07
de março de 2015 | N° 18094
CLÁUDIA
LAITANO
Lei sobre lei
Acho
que caiu em desuso um pouco antes de eu começar a brincar fora de casa. Conheci
a expressão “às ganhas” e “às brinca” de segunda mão, como relato nostálgico de
amigos um pouco mais velhos. Tratava-se de uma espécie de contrato informal
averbado entre as partes nos instantes que antecediam confrontos de modalidades
não olímpicas como jogo de botão ou bolinha de gude. “Às ganhas” era quando o
jogo era de vida ou morte, valendo levar para casa todas as bolitas do
adversário ou o jogador mais valioso do time de botão.
“Às
brinca” era um amistoso, um jogo-treino sem maiores consequências para o
derrotado do que um joelho ralado na autoestima.
Muitas
vezes, no Brasil, temos a impressão de que as leis também são divididas, por
algum tribunal imaterial e plenipotenciário, em “às ganhas” e “às brinca”.
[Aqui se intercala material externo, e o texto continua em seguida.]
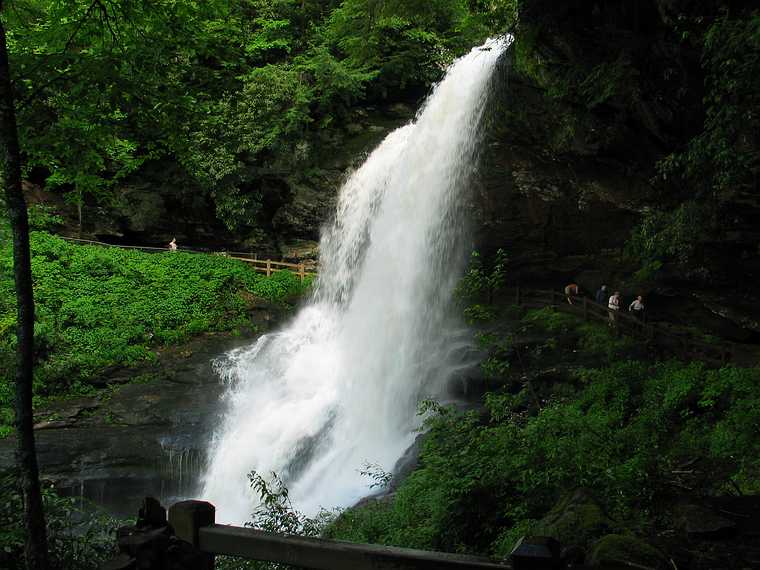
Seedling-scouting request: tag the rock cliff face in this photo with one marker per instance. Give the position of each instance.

Algumas são menos desrespeitadas porque as consequências parecem mais
prováveis. Para outras, a punição é tão rara, que é quase como se as leis não
existissem. As duas categorias, porém, não são universais. Diferentes classes
terão diferentes percepções do que pode dar rolo sério ou não. Alguns cometerão
crimes porque acreditam que não têm nada a perder, outros porque sabem que, no
final, não há “às ganhas” que não possa ser transformado em “às brinca” pelo
advogado certo.
Porque
às vezes as leis são “às ganhas” e outras “às brinca”, criamos o hábito de
fazer leis para lembrar que uma lei que já existe deve mesmo ser respeitada. Em
geral, essas “sobreleis” aumentam a punição que já existe ou sapecam uma
nomenclatura mais forte como “crime hediondo”.
Duas
“sobreleis” foram aprovadas nos últimos dias na esperança de que aquilo que já
é crime seja, enfim, tratado como tal. Na semana passada, a Câmara aprovou uma
mudança no Estatuto da Criança e do Adolescente que torna crime a venda de
álcool para menores. Na última terça, a mesma Casa aprovou projeto que inclui
no Código Penal o “feminicídio”, pelo qual matar uma mulher por questões de
gênero, como no caso de violência doméstica, passa a ser agravante do
homicídio. Outro projeto, já aprovado no Senado, inclui a corrupção no rol dos
crimes hediondos.
É
bom que esses assuntos voltem à discussão – melhor isso do que se acomodar no
“às brinca” geral. Mas não adianta aumentar as penas quando não se constrói uma
percepção coletiva de que vender álcool para menores, bater na mulher ou passar
a mão no dinheiro público é intolerável. As “sobreleis” existem porque, além
das vítimas e dos criminosos, há uma imensa maioria de pessoas que, sem cometer
crime algum, baixa a cabeça e faz que não viu.